L’entraîneur-chef Dominique Ducharme a pesé ses mots pendant de longues secondes avant de verbaliser la cruauté du moment.

« C’est le règlement. C’est le règlement et on savait que ça allait être comme ça. Est-ce qu’on aurait aimé marquer avant? Oui et on a eu nos chances de le faire. Et qu’est-ce qu’on dit à nos joueurs? Qu’on est fier de la façon dont ils se sont comportés. Ils ont tout donné. Ils ont formé un groupe uni et se sont investis à 100%. »

Homme de toutes les missions durant le parcours du Canada, Chabot était dans une position peu familière – les deux fesses clouées sur le banc des joueurs – quand Nicolas Roy, le tireur de la dernière chance, a échappé la rondelle avant d’arriver au gardien Tyler Parsons. Le vide qu’il a ressenti quand les Américains ont envahi euphoriquement la surface lui rongeait encore l’intérieur près d’une heure plus tard.

« On a tellement d’adrénaline quand on joue un match, on est tellement excité. C’est tout ça qui est tombé. Je me suis juste assis sur le banc et je n’en croyais pas mes yeux, a décrit l’espoir des Sénateurs d’Ottawa. Ce n’est rien contre Nic! Dans le junior, on s’en va en tirs de barrage et on est stressé. Je ne peux même pas m’imaginer comment se sentaient les cinq gars qui sont embarqués sur la glace ce soir avec 20 000 personnes qui criaient. »

Véritable révélation du tournoi, Chabot n’avait pas le cœur à discuter des compliments et des récompenses individuelles qui lui étaient dirigées en provenance de tous azimuts.

« J’étais rentré dans le tournoi avec l’idée de réparer ce qu’on avait mal fait l’année passée. Soir après soir, j’ai tout fait pour aider l’équipe à gagner et représenter mon pays du mieux que je pouvais. En ce moment, je ne sais pas à quoi penser à part le fait qu’on vient de perdre. »

« L’Effet Terry »

La veille, en demi-finale, Troy Terry était sorti de l’anonymat en marquant trois buts en fusillade pour éliminer la Russie. Son nom allait éternellement être associé à ceux de Jonathan Toews et T.J. Oshie, deux joueurs qui ont marqué l’histoire moderne du hockey internationale grâce à leur opportunisme en tirs de barrage.

En grande finale, Terry a ajouté une couche à sa légende en étant le seul tireur à réussir sa mission en fusillade. Et il l’a fait avec la même stratégie qui lui avait souri un peu plus de 24 heures plus tôt : viser entre les jambes.
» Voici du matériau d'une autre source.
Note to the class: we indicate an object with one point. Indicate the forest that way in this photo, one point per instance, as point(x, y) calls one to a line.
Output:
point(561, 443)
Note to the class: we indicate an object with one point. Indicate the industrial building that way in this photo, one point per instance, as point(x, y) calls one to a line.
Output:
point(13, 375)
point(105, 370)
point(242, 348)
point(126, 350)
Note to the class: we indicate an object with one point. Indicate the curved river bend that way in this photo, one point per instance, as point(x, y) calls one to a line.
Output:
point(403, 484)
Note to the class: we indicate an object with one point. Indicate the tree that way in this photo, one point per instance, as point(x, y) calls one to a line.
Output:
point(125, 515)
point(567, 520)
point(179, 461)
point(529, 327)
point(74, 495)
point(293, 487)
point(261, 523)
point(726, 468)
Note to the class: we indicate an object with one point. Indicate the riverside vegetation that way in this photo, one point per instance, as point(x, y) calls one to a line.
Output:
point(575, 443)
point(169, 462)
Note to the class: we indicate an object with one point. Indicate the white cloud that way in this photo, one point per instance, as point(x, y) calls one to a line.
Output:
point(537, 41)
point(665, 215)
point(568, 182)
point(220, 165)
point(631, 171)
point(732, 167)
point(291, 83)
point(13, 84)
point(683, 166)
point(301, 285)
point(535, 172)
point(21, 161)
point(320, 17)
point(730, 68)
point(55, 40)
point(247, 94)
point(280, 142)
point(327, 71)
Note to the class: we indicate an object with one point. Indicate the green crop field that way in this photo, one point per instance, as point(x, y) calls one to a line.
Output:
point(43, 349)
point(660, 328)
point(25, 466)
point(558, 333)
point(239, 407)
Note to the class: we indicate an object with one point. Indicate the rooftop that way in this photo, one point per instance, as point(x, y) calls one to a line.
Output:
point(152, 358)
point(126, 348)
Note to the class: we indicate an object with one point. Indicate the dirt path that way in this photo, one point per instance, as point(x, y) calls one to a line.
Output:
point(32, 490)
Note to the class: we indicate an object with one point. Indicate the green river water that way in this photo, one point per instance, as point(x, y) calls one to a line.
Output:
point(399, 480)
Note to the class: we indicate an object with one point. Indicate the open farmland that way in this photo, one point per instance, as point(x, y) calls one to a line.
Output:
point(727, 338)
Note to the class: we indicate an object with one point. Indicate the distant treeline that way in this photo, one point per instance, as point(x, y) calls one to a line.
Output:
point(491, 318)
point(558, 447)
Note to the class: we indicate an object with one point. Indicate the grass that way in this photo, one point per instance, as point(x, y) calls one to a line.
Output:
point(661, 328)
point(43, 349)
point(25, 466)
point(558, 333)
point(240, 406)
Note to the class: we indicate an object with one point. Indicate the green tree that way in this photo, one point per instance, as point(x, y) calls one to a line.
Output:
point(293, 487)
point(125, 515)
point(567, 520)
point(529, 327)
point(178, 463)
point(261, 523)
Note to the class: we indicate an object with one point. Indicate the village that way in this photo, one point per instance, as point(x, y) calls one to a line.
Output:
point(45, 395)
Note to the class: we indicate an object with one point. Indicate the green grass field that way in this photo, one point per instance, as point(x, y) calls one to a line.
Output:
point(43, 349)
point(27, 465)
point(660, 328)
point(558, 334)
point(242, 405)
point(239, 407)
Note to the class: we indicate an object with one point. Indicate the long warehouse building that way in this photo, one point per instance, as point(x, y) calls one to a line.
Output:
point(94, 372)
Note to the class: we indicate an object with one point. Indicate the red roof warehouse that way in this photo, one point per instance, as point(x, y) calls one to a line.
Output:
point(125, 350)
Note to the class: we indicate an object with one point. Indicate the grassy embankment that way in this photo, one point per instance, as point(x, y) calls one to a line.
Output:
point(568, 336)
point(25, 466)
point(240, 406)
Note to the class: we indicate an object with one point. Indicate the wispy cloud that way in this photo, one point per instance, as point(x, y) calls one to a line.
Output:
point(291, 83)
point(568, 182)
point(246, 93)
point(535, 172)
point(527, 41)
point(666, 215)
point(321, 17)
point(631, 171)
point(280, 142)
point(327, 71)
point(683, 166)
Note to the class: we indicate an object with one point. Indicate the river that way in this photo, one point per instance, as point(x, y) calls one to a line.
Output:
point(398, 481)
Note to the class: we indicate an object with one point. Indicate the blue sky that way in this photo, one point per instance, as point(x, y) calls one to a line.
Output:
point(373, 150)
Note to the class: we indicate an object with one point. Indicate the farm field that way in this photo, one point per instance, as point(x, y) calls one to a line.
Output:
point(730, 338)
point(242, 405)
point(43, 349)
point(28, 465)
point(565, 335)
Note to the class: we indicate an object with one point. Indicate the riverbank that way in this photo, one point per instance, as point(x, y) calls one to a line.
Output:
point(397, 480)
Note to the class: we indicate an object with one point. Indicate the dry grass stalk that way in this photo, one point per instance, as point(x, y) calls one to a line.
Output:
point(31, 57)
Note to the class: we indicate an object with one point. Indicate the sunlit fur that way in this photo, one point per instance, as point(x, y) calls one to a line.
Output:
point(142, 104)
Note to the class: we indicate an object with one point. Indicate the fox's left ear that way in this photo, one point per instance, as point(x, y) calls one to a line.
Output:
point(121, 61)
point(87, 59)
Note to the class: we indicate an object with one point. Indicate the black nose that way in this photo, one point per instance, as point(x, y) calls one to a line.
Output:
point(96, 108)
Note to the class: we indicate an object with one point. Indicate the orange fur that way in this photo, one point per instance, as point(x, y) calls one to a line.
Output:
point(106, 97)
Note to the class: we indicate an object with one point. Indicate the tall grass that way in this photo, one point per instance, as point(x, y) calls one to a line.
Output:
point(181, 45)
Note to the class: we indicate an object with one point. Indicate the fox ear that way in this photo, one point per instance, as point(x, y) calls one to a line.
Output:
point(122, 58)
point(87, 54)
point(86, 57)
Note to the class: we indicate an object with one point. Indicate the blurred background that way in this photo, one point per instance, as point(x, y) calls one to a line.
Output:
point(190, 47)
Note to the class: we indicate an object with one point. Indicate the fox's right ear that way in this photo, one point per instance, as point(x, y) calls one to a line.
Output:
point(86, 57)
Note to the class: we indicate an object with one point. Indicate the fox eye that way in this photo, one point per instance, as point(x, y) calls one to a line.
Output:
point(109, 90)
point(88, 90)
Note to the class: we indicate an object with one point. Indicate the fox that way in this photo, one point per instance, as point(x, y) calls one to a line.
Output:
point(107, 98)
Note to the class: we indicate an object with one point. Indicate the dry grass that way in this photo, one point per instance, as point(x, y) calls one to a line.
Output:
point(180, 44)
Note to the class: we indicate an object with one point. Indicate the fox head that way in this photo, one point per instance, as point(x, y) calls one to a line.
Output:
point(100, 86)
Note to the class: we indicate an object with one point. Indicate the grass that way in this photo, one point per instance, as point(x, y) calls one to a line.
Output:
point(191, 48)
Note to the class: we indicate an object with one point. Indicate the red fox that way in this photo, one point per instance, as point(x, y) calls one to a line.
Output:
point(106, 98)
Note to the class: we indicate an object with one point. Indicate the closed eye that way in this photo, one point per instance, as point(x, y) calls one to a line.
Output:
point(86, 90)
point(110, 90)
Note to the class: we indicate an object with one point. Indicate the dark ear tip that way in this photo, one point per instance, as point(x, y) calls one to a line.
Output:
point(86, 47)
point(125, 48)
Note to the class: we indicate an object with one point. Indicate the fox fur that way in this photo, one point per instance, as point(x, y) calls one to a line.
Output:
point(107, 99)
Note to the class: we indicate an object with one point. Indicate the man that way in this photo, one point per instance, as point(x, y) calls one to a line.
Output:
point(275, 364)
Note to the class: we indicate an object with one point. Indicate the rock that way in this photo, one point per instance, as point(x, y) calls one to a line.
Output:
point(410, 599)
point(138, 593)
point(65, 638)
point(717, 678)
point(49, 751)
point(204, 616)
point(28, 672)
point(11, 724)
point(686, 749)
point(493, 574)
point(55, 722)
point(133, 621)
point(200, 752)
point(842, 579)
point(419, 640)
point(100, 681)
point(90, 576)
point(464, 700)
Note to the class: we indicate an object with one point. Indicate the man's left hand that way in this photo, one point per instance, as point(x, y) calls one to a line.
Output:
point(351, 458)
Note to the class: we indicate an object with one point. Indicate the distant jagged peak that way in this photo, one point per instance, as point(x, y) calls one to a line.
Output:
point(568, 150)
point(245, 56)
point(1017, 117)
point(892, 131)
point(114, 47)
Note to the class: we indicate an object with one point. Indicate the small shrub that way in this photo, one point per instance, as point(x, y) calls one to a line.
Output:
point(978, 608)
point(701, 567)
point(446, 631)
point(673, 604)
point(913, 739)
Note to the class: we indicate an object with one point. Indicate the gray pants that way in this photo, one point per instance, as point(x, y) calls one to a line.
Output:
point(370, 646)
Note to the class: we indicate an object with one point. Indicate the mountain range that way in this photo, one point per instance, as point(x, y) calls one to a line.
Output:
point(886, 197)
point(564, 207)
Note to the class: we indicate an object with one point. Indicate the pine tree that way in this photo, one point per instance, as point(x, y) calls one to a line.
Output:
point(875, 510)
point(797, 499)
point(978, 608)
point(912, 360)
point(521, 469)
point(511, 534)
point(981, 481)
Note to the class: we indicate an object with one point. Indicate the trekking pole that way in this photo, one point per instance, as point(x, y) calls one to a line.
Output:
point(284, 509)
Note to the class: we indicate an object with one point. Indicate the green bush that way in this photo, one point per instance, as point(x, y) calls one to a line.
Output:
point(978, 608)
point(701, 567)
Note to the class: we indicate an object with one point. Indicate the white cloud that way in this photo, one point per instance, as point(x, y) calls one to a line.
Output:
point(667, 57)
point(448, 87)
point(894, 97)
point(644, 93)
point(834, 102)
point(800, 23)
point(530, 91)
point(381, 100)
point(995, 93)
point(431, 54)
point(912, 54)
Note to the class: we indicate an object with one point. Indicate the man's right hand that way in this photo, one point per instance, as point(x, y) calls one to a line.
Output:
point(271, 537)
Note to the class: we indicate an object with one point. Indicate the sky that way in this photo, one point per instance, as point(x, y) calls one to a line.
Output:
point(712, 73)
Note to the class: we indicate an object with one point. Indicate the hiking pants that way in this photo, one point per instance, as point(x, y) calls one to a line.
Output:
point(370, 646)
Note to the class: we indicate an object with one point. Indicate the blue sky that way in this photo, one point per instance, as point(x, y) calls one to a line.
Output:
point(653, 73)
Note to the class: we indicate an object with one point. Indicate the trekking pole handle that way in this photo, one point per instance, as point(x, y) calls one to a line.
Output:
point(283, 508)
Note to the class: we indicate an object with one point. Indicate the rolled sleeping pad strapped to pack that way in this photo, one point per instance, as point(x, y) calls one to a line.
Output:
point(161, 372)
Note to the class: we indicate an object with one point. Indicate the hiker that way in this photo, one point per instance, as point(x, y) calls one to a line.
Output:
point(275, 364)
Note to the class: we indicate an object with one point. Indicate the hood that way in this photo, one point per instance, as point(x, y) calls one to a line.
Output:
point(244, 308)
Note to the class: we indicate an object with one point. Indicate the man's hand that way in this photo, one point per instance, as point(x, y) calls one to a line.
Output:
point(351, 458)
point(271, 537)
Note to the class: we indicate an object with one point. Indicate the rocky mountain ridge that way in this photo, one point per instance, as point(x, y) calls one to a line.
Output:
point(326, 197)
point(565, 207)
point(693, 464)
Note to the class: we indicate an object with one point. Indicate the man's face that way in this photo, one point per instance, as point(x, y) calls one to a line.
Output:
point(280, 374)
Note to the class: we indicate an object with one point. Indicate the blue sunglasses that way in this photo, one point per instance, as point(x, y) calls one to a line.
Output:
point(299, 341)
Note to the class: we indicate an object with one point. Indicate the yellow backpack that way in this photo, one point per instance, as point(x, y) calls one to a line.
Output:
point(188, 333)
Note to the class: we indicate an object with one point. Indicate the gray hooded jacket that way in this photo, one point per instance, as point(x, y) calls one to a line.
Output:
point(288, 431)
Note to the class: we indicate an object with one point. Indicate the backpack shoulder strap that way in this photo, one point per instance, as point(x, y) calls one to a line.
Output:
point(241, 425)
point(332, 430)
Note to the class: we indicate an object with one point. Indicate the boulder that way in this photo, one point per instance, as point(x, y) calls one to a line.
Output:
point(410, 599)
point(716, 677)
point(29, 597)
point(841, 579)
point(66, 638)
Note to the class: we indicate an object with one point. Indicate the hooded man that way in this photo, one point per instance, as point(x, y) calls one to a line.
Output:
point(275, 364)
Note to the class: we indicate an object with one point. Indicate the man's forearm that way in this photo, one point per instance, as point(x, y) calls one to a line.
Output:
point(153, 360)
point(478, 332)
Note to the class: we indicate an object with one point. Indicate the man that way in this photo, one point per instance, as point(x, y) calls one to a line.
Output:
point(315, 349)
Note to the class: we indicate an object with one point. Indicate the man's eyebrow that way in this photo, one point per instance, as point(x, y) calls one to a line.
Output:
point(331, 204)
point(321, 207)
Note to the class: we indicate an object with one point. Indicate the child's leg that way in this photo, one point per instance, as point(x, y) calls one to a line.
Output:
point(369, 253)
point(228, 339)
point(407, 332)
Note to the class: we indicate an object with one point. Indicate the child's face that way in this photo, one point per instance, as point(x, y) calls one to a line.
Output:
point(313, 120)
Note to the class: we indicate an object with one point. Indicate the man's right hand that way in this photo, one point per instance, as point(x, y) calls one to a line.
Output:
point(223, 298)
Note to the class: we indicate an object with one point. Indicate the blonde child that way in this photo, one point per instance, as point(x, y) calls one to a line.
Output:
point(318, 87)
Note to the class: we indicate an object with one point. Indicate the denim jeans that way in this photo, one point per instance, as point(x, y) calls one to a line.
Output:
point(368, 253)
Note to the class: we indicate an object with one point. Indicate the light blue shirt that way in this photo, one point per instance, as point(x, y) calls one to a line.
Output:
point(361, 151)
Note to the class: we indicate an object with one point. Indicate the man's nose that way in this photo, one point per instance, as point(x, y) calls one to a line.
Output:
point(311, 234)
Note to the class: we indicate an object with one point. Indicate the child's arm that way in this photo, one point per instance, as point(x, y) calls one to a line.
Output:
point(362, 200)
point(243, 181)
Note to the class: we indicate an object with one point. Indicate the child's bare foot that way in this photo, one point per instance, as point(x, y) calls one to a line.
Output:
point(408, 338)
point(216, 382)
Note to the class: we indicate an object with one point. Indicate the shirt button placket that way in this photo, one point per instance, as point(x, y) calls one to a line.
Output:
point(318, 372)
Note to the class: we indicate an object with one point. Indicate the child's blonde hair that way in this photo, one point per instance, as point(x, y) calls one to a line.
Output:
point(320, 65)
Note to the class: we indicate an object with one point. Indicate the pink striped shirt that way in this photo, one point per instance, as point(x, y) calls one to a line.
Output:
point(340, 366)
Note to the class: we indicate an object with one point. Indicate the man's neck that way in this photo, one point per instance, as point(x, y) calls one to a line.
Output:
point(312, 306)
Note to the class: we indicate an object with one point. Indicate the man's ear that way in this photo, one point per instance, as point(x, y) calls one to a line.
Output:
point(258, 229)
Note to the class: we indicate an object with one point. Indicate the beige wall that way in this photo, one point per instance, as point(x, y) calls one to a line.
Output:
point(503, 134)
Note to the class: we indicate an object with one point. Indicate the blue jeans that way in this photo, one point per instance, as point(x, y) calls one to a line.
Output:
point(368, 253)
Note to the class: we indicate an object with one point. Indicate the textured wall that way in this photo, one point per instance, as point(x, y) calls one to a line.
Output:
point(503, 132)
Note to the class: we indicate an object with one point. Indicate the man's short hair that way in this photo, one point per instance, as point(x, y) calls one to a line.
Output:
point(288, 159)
« C’est le ‘Troy Effect’, clamait son coéquipier Jack Roslovic après la victoire. Vous avez beau utiliser la technique que vous voulez pour couvrir tous vos angles, vous pouvez vous asseoir en style papillon aussi rapidement que vous le voulez... Peu importe ce que vous faites, il va trouver ce trou. »

Pourtant, Terry dit qu’il n’avait pas prévu y aller pour le proverbial « cinquième trou » avant de se lancer à l’assaut du filet défendu par Carter Hart.

« J’avais un peu peur de l’essayer après l’avoir réussi aussi souvent la veille. Mais en descendant vers le but, j’ai vu que le trou était ouvert, alors j’ai décidé de tenter de nouveau ma chance et de me croiser les doigts pour que ça marche! »

Roslovic dit que la précision de Terry en échappée représente sa marque de commerce depuis que les deux se suivent dans le programme de développement américain, une révélation contestée par le franc-tireur lui-même.

« Je n’avais jamais vraiment été considéré comme un spécialiste de la fusillade avant le tournoi. Toute cette confiance, je la puise dans ce que j’ai réussi hier », jurait le héros du match.

Terry avait reçu un message d’Oshie sur Twitter après son exploit contre la Russie et une conversation publique avec son bon ami Auston Matthews avait pratiquement fait exploser les réseaux sociaux. De pur inconnu, ce choix de cinquième ronde des Ducks d’Anaheim est devenu une petite célébrité au Mondial junior.

« Les deux derniers jours ont été formidables », a-t-il résumé.